VTKSMP stdthread performance

Thank you for both quickly identifying a solution and taking steps to integrate it across the codebase!

TBB is a bit complicated depending on which platform it’s on. You can see the full details here, but tracing back the relevant bits for VTK’s usage:

From Common/Core/SMP/TBB/vtkSMPThreadLocalImpl.h:
T& Local() override { return this->Internal.local(); }
where this->Internal is a tbb::enumerable_thread_specific<T>Internal;

jumping to tbb/enumerable_thread_specific.h, their local() implementation:

    reference local(bool& exists)  {
        void* ptr = this->table_lookup(exists);
        return *(T*)ptr;
    }

past this there are two options, the first, which VTK will use by default (at least with the current TBB codebase) delegates to other implementations of thread-local functions, using either win32 functions or pthreads.

    void* table_lookup( bool& exists ) {
        void* found = get_tls();
        if( found ) {
            exists=true;
        } else {
            found = super::table_lookup(exists);
            set_tls(found);
        }
        return found;
    }
#if _WIN32||_WIN64
#if __TBB_WIN8UI_SUPPORT
    using tls_key_t = DWORD;
    void set_tls(void * value) { FlsSetValue(my_key, (LPVOID)value); }
    void* get_tls() { return (void *)FlsGetValue(my_key); }
#else
    using tls_key_t = DWORD;
    void set_tls(void * value) { TlsSetValue(my_key, (LPVOID)value); }
    void* get_tls() { return (void *)TlsGetValue(my_key); }
#endif
#else
    using tls_key_t = pthread_key_t;
    void set_tls( void * value ) const { pthread_setspecific(my_key, value); }
    void* get_tls() const { return pthread_getspecific(my_key); }
#endif

It’s hard to tell exactly what the win32 APIs are actually doing, but their docs on TLSGetValue() say “TlsGetValue was implemented with speed as the primary goal” - so it probably doesn’t lock anything. Not sure what VTK’s stance on using direct OS calls (or win32 specifically), but perhaps doing something similar is an option?

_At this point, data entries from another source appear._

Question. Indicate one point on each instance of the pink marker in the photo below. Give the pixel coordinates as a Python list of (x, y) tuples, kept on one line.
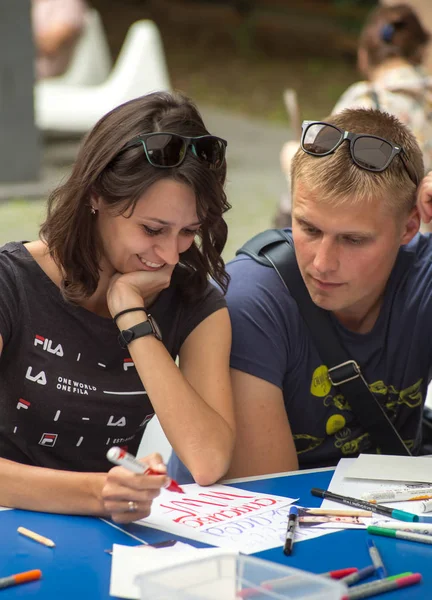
[(120, 457)]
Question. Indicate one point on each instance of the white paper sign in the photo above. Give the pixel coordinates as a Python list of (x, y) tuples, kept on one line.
[(391, 468), (222, 516), (227, 517)]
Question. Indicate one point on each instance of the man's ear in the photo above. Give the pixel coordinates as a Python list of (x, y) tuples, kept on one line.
[(411, 226), (95, 202)]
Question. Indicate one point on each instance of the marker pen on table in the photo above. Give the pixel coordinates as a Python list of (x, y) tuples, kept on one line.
[(401, 535), (401, 515), (401, 494), (120, 457), (24, 577), (374, 588), (291, 527), (426, 506), (376, 559), (339, 573), (423, 528), (358, 576)]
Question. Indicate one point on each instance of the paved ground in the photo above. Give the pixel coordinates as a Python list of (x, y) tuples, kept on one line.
[(254, 182)]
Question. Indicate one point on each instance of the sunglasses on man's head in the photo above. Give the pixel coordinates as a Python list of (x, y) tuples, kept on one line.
[(167, 150), (368, 152)]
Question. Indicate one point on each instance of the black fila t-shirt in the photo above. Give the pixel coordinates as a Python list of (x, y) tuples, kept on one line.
[(68, 391)]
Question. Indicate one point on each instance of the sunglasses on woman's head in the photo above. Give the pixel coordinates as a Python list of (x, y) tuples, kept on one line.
[(166, 150), (368, 152)]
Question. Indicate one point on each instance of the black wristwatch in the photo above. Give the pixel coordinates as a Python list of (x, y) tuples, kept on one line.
[(145, 328)]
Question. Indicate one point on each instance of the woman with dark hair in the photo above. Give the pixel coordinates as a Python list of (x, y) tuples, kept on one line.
[(94, 314)]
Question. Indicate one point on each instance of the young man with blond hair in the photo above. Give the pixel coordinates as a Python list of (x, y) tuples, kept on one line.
[(355, 232)]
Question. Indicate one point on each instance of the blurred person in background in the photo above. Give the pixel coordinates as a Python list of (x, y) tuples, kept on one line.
[(390, 55), (423, 8), (57, 26)]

They do have a non-delegated backend which is similar to what VTK is doing but uses std::thread::id directly for table lookups -

table_lookup() is implemented as

void* ets_base<ETS_key_type>::table_lookup( bool& exists ) {
    const key_type k = ets_key_selector<ETS_key_type>::current_key();

    __TBB_ASSERT(k != key_type(), nullptr);
    void* found;
    std::size_t h = std::hash<key_type>{}(k);
    ...  

and the current_key() is derived from

template <std::size_t ThreadIDSize>
struct internal_ets_key_selector {
    using key_type = std::thread::id;
    static key_type current_key() {
        return std::this_thread::get_id();
    }
};